The purpose of my trip to Brussels was actually to evaluate the performance of some of my compounds under a range of conditions, using a high-throughput reactor that our collaborator at BP/Solvay (now Innovene) have, called an Argonaut Endeavour
The endeavour is a nice piece of engineering, designed for high pressure, high temperature work, specifically “hydrogenations, carbonylations and polymerizations”. It allows you to run 8 reactions in parallel, under differing conditions. We ran 2 catalysts in each run, with the same set of 4 conditions for each, testing temperature dependence and hexene incorporation. The protocol we used involved pre-activating the catalyst with MAO before injection into the reactor, so it’s important whatever reacting the catalyst with MAO forms is stable for as long as it takes you to inject it into the reactor.
It is probably not realistic to test more than 2 catalysts in any given run, given this activation procedure, it’ll become difficult to keep things moving.
The biggest problem with this reactor is the design of the injector ports. BP have developed a way of injecting under an inert atmosphere, which is nice, but the reactor is clearly not designed for this type of operation. The injector ports are fiddly, delicate parts, and whatever you inject must pass through an extremely fine (0.5mm?) tube into the reactor [I believe that the fine diameter tubing is necessary to make it possible to inject against the pressure of the reactor].
The problem here is that if you inject aluminum alkyls such as MAO, once the inert atmosphere is removed, alumina forms on all the surfaces of the injector ports, requiring a complete strip-down of the injection system after each run. Further, it is easy for the narrow tubing to become blocked, either with alumina, or with polymer formed during the run. To unblock these tubes is a serious hassle, without guaranteed success. More to the point, occasionally an injector will block after the reactor is assembled; the first one knows about it is one is trying to inject the catalyst or solvent to start the run – in this situation it is impossible to unblock, and the result is that that vessel cannot be run.
During the run, the conditions within each reactor are monitored, and usually controlled well. On one occasion, the system failed to control the pressure of ethylene in a vessel to the required 10 bar, and allowed it to rise to the supply pressure of 15 bar; it is possible that the inlet valve had become blocked. In some further cases, the measured uptake of ethylene became negative. This must be an instrumentation issue. Basically, the uptake charts generated are probably more use as qualitative measures rather than quantitative. The really interesting data from the week’s work will be the final productivity numbers under these conditions, and the analyses of hexene incorporation and branching characteristics.

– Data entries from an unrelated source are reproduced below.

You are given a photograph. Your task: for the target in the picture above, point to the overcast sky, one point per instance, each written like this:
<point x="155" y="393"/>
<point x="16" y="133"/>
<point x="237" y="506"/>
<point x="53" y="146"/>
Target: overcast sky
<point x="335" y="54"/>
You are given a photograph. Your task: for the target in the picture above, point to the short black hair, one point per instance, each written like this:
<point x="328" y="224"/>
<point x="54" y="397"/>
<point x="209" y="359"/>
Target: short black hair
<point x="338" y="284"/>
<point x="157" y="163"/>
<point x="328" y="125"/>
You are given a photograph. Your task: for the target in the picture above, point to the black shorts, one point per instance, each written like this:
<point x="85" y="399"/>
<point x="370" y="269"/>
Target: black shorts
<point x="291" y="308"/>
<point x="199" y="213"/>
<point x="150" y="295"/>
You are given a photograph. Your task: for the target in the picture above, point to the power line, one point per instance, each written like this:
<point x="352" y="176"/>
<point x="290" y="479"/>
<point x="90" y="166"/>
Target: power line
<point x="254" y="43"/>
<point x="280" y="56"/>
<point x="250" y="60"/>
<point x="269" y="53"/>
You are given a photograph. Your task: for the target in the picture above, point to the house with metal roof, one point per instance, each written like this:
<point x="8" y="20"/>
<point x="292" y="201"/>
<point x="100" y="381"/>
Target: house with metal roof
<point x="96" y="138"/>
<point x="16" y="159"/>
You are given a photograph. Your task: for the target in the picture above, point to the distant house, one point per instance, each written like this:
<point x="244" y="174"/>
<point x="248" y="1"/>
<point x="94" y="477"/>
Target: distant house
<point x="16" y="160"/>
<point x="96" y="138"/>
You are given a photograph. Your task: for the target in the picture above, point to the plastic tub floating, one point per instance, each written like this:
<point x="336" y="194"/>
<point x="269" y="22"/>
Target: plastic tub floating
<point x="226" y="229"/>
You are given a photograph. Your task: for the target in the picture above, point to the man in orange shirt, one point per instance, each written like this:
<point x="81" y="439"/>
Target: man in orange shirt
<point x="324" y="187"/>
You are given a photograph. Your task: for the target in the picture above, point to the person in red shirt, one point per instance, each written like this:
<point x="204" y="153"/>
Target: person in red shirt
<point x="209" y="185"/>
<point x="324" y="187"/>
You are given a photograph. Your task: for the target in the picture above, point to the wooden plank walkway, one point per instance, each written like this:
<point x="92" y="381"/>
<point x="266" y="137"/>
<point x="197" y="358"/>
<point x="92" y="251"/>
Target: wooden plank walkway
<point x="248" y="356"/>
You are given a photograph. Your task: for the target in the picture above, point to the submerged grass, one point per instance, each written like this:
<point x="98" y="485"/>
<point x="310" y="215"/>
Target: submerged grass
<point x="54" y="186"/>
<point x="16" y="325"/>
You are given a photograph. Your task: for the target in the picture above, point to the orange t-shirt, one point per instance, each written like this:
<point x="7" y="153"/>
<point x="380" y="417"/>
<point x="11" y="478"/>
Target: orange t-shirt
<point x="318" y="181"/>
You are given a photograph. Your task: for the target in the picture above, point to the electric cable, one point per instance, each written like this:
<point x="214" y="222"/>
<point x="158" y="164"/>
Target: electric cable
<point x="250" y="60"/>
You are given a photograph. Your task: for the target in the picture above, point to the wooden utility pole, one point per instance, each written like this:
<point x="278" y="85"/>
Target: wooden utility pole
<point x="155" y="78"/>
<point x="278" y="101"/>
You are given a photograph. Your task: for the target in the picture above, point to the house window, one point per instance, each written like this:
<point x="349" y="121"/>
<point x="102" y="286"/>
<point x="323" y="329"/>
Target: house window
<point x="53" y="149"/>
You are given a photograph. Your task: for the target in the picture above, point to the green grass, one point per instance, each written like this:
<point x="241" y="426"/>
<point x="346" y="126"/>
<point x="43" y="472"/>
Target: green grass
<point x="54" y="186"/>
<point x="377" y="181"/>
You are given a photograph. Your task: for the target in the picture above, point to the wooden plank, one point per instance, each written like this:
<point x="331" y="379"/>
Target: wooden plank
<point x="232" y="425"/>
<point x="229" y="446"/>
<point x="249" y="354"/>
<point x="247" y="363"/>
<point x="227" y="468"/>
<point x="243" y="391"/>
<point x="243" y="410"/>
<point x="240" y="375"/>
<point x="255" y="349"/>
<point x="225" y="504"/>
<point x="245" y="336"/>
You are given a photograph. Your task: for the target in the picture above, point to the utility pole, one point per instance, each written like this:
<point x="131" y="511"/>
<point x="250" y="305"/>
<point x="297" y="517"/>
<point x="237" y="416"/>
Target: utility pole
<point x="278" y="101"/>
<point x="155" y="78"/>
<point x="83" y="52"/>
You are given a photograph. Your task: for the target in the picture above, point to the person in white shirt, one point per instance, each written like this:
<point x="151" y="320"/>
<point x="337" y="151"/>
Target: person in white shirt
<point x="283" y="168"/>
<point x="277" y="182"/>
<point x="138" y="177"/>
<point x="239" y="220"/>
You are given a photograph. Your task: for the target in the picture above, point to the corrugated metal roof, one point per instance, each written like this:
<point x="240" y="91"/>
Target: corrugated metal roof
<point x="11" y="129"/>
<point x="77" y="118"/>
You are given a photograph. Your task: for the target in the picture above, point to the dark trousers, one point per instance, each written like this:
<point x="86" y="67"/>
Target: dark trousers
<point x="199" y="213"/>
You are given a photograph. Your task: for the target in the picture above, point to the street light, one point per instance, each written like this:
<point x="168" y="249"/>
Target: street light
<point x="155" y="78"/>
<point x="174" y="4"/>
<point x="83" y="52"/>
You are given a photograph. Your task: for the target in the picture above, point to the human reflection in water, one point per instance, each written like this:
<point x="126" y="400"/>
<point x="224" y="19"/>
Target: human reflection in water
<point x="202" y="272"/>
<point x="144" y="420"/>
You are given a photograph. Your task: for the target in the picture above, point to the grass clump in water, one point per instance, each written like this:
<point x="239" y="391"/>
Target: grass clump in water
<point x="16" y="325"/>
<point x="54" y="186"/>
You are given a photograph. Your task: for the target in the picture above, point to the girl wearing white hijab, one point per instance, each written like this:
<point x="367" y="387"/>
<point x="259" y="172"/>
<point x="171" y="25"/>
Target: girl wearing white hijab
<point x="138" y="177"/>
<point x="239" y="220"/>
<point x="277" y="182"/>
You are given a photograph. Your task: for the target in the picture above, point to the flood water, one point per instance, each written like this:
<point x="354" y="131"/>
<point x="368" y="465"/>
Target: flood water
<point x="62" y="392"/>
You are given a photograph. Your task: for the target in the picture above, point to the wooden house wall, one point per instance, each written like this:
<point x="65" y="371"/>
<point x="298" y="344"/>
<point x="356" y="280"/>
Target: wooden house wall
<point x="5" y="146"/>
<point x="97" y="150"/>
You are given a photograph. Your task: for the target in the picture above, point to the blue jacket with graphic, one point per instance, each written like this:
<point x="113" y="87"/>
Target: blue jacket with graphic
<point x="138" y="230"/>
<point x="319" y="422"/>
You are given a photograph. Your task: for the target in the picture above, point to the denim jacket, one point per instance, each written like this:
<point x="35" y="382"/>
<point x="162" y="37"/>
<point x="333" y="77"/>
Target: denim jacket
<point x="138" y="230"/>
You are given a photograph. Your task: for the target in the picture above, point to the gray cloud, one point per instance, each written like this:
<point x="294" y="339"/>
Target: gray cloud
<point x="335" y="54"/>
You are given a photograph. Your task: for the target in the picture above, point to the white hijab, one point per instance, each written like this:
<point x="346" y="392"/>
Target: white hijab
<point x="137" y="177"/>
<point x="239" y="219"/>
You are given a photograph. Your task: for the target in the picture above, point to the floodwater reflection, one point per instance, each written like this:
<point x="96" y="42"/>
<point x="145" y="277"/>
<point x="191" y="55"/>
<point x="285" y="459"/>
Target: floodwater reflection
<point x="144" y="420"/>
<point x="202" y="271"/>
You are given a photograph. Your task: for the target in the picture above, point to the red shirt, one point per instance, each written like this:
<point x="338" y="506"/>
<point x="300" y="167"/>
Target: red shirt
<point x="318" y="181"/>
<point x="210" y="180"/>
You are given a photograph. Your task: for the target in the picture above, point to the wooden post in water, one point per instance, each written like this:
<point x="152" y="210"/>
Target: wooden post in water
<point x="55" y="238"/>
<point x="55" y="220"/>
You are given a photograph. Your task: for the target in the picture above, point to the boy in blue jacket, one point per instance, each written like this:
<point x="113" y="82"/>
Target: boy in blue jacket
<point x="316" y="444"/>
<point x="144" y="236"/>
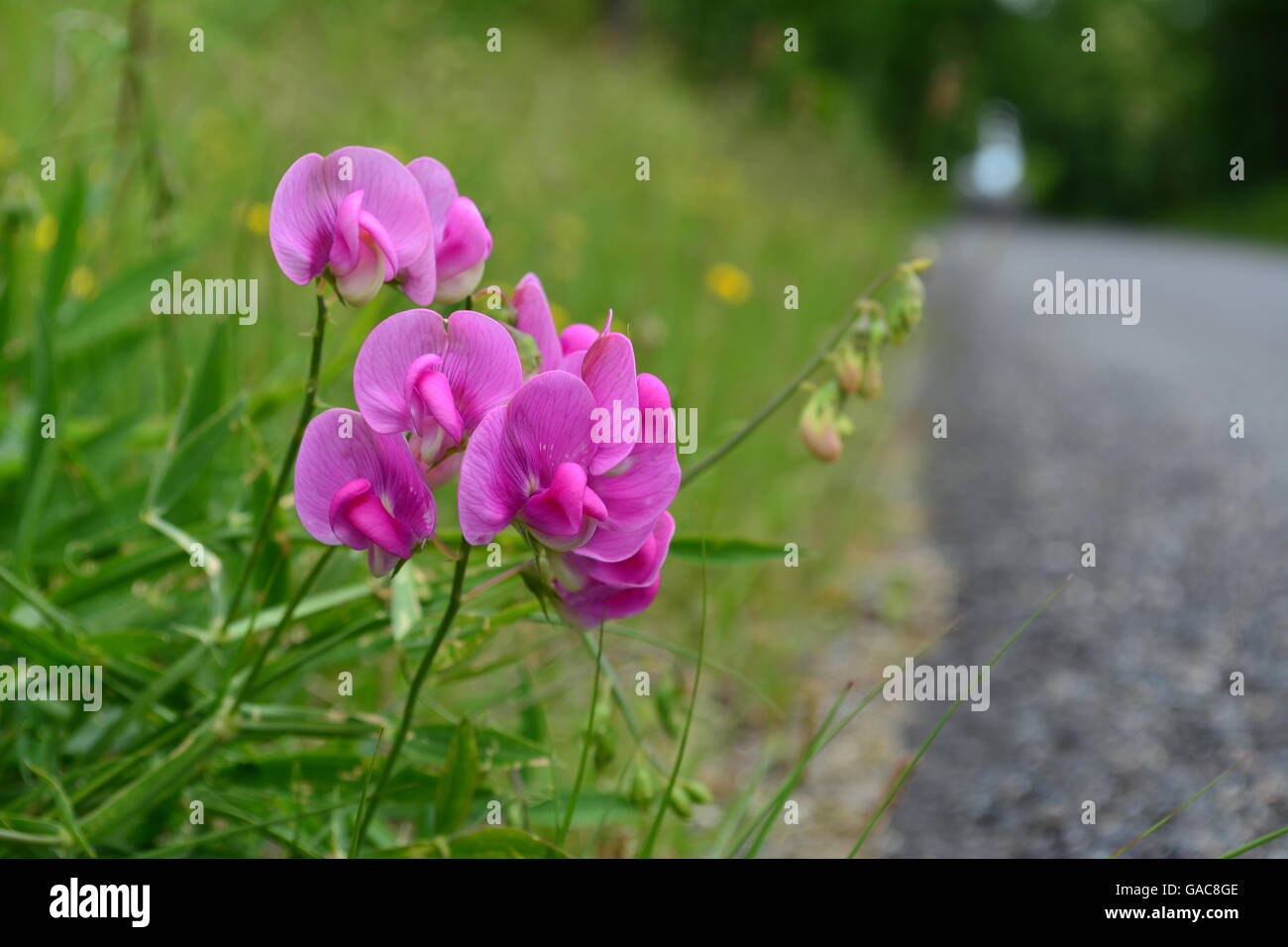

In one week, we conducted 56 separate polymerisation reactions, testing 12 catalysts under varying conditions. To do this work using Schlenk tests would probably have taken in the order of 2 months of solid work. There was some time overhead involved in shipping the chemicals to Brussels, and of course in the travel and time spend arranging incidentals to the trip, but nonetheless we collected a significant amount of information regarding our catalysts.